Si è conclusa ieri, martedì 3 novembre, l’ultima udienza del processo di appello contro il soldato della Guardia nazionale ucraina Vitaliy Markiv, arrestato il 30 giugno 2017 in Italia con l’accusa di omicidio nei confronti del fotoreporter italiano Andrea Rocchelli, ucciso il 24 maggio 2014 insieme al giornalista russo Andrej Mironov mentre documentavano il conflitto nel Donbas, in Ucraina orientale.
Nel luglio 2019, Markiv era stato condannato in primo grado a 24 anni di carcere dal tribunale di Pavia, nonostante le circostanze che portarono alla morte dei due giornalisti fossero ancora poco chiare. Dopo il rinvio a causa dell’emergenza Covid, il processo è iniziato lo scorso 29 settembre presso la Corte d’Appello di Milano: nel corso delle udienze sono state presentate alcune prove raccolte dalle autorità ucraine e da un gruppo di documentaristi italiani e ucraini.

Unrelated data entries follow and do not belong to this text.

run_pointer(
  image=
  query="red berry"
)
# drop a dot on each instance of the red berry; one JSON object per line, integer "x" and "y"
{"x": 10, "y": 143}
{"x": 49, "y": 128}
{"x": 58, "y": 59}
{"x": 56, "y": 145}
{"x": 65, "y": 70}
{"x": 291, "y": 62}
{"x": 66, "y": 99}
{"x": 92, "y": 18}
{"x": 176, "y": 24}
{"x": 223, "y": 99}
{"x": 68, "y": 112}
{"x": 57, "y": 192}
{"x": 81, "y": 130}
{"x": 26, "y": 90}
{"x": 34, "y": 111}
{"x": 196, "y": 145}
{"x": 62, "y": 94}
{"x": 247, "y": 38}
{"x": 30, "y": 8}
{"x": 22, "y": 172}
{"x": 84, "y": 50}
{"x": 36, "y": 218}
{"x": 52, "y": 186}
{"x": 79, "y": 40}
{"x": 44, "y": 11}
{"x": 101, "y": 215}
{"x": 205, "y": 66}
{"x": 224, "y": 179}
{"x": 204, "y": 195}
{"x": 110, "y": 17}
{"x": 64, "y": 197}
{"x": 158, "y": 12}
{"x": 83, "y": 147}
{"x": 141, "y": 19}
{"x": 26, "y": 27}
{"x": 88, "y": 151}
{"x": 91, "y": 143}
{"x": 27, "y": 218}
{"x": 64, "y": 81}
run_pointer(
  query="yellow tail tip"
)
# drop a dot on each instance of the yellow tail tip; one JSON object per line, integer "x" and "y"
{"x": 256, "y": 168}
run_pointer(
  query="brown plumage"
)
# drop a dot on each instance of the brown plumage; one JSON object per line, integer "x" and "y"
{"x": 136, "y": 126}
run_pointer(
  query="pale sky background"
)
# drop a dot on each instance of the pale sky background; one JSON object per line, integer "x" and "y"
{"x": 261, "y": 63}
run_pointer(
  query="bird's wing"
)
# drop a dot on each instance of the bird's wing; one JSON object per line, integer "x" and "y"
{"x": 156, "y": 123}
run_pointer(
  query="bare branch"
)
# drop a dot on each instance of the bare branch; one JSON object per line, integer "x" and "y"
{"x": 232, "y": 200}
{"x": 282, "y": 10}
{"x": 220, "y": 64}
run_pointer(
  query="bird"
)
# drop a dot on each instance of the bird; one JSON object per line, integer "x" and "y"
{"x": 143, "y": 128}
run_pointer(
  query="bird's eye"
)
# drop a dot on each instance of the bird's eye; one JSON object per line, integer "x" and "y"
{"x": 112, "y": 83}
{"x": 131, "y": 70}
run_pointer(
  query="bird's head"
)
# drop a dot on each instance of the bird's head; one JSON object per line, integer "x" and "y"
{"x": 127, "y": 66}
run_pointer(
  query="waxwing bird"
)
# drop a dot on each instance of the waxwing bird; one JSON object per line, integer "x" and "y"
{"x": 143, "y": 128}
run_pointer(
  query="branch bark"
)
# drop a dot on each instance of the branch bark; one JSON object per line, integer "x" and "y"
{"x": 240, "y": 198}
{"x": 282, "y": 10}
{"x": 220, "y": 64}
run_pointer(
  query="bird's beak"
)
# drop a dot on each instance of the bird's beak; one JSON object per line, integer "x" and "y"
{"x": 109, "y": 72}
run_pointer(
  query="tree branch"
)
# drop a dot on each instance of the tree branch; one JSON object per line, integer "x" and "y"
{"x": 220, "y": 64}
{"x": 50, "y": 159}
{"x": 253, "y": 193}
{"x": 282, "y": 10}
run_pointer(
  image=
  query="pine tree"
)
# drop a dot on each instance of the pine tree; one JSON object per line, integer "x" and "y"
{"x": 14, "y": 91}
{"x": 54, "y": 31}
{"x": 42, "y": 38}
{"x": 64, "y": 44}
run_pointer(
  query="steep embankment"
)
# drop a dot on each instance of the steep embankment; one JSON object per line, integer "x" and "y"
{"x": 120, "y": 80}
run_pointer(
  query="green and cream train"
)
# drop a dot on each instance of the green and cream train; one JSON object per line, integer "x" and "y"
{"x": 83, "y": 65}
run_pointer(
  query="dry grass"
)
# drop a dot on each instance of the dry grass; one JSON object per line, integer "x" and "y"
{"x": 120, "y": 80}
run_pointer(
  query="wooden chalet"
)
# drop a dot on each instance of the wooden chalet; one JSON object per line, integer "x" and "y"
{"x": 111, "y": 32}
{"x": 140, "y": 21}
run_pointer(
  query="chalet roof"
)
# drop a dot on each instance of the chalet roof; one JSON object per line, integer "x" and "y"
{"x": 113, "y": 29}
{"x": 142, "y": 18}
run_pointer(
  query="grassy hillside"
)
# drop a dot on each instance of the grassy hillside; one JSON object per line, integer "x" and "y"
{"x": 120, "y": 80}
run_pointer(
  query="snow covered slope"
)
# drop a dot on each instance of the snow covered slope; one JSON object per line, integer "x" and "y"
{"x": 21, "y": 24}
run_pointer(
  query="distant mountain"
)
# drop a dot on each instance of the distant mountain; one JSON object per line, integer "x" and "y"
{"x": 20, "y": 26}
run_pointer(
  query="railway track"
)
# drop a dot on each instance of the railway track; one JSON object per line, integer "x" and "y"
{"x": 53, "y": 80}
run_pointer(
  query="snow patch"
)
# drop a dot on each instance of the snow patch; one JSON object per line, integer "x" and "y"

La vicenda giudiziaria che ha coinvolto Markiv è stata infatti affrontata nel documentario-inchiesta intitolato Crossfire, (inzialmente: The Wrong Place) di cui aveva parlato il giornalista Cristiano Tinazzi in un’intervista su Kiosk – Voci e idee da luoghi non comuni.
Il controverso processo a Markiv – e il caso Rocchelli nello specifico – è stato spesso criticato per la metodologia poco rigorosa da parte degli inquirenti e per l’influenza della propaganda russa e ucraina nello svolgimento delle indagini. Oggi Markiv è libero e può ritornare in Ucraina. Ma il caso è veramente chiuso?